Personal information
- Born: January 15, 1930 Pittsburgh, Pennsylvania, U.S.
- Died: January 28, 1994 (aged 64) Columbus, Ohio, U.S.
- Listed height: 5 ft 11 in (1.80 m)
- Listed weight: 177 lb (80 kg)

Career information
- High school: Langley High School The Kiski School
- College: Ohio State
- NFL draft: 1954 (25th round, 296th overall pick)

Career history
- Washington Redskins (1954);

Career NFL statistics
- Interceptions: 4
- Return yards: 15
- Stats at Pro Football Reference

= George Rosso =

American football player (1930–1994)

George Anthony Rosso (January 15, 1930 - January 28, 1994) was an American professional football defensive back in the National Football League (NFL) for the Washington Redskins. He played college football at Ohio State University and was drafted in the 25th round of the 1954 NFL draft.

==Early life==
Rosso was born to a football family. His brothers Tony and Mike played for Washington & Jefferson, while Don also played football before joining the Army.

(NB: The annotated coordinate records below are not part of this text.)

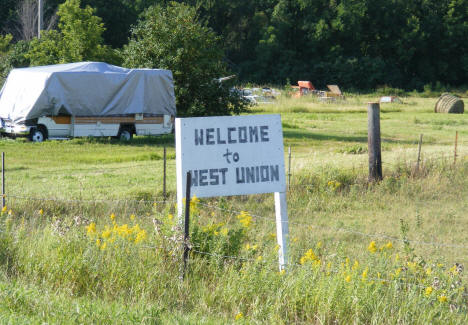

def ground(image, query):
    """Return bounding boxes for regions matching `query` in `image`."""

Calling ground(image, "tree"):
[0,34,29,88]
[123,2,247,116]
[28,0,118,65]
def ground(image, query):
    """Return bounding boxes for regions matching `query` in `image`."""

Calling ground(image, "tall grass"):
[0,95,468,324]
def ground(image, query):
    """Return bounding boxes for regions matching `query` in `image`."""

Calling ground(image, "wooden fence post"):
[2,152,5,208]
[288,146,291,191]
[367,103,382,182]
[163,146,166,199]
[416,133,422,172]
[182,172,192,279]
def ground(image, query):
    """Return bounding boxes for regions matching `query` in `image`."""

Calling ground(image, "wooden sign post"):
[175,115,288,270]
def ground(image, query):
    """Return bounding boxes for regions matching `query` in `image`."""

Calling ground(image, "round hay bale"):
[434,93,465,114]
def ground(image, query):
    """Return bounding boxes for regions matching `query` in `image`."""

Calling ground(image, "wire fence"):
[0,139,468,288]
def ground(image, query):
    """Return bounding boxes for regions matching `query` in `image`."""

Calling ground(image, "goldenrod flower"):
[437,295,447,302]
[395,267,401,276]
[86,222,96,235]
[367,241,377,254]
[449,265,458,275]
[299,248,318,264]
[351,260,359,271]
[362,267,369,281]
[424,287,434,296]
[101,227,112,238]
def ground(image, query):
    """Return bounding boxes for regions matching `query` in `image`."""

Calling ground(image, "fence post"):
[163,146,166,199]
[2,152,5,208]
[182,172,192,279]
[367,103,382,182]
[288,146,291,191]
[416,133,422,172]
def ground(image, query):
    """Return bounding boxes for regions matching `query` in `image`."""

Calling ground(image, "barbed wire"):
[5,194,176,204]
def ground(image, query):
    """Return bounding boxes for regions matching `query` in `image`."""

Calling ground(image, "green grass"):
[0,94,468,324]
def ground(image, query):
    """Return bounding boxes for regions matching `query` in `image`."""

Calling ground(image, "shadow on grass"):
[70,134,175,147]
[283,130,414,144]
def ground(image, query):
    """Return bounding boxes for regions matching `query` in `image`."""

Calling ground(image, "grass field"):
[0,94,468,324]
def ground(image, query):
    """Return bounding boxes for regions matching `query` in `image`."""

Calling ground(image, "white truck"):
[0,62,176,142]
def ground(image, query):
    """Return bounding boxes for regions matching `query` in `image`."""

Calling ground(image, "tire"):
[117,128,133,141]
[29,126,47,142]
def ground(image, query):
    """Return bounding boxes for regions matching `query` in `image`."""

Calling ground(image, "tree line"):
[0,0,468,90]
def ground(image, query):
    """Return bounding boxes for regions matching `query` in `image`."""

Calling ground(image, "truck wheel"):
[117,128,133,141]
[29,126,47,142]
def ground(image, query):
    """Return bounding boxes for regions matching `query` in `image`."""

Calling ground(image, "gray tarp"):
[0,62,176,122]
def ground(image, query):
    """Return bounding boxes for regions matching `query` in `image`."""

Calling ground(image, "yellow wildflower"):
[351,260,359,271]
[395,267,401,276]
[367,241,377,253]
[362,267,369,281]
[299,249,318,264]
[220,228,229,237]
[406,262,416,271]
[101,227,112,238]
[424,287,434,296]
[449,265,458,275]
[135,230,147,244]
[437,295,447,302]
[86,222,96,235]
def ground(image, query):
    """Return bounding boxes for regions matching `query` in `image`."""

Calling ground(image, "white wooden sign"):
[175,114,288,269]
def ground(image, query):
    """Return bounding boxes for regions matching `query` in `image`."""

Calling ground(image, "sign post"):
[175,114,288,270]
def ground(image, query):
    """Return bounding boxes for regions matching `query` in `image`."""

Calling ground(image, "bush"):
[123,2,247,116]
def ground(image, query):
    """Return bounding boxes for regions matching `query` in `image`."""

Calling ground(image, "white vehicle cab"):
[0,62,176,142]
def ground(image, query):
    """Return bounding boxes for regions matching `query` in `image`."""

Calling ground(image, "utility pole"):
[37,0,45,38]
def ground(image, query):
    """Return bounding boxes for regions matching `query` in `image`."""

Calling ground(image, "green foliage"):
[123,2,247,116]
[0,34,29,85]
[27,0,118,65]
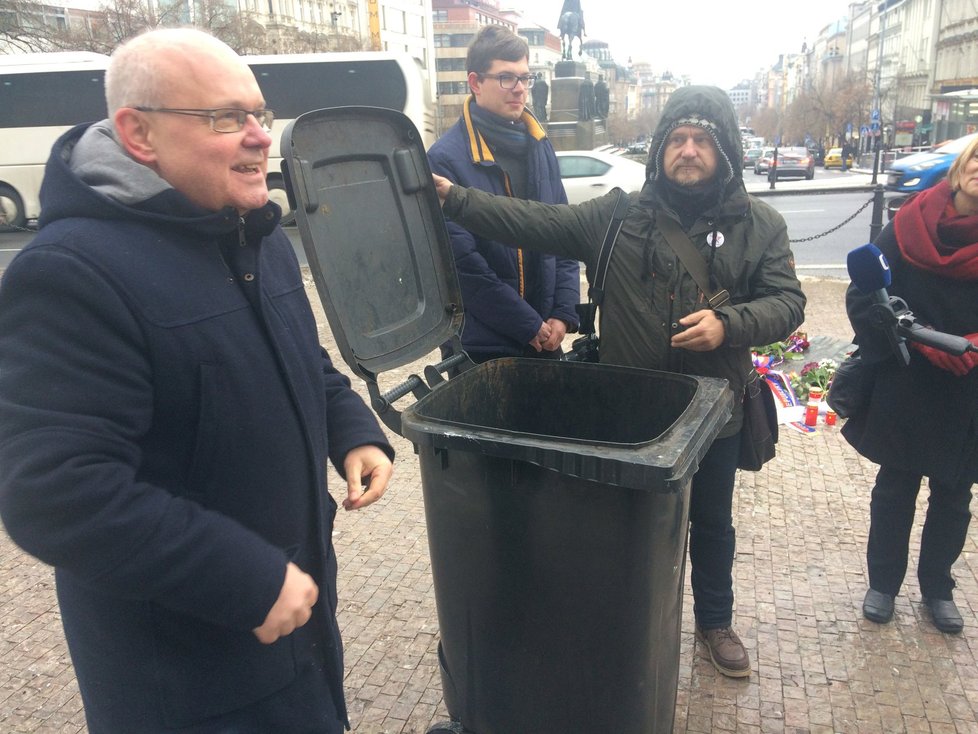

In his high school years at Kiski, he played at right halfback because he was left-handed.

==College career==
Rosso considered entering West Point, but decided to enter Ohio State.

==Professional career==
Rosso was drafted 296th overall in the 25th round by the Washington Redskins during the 1954 NFL Draft.

==Illness, death and interment==
Rosso died from cancer-related complications at the OhioHealth Riverside Methodist Hospital in Columbus, Ohio on January 28, 1994. Following a funeral mass at Our Lady of Victory Catholic Church on February 1, he was buried at Resurrection Cemetery.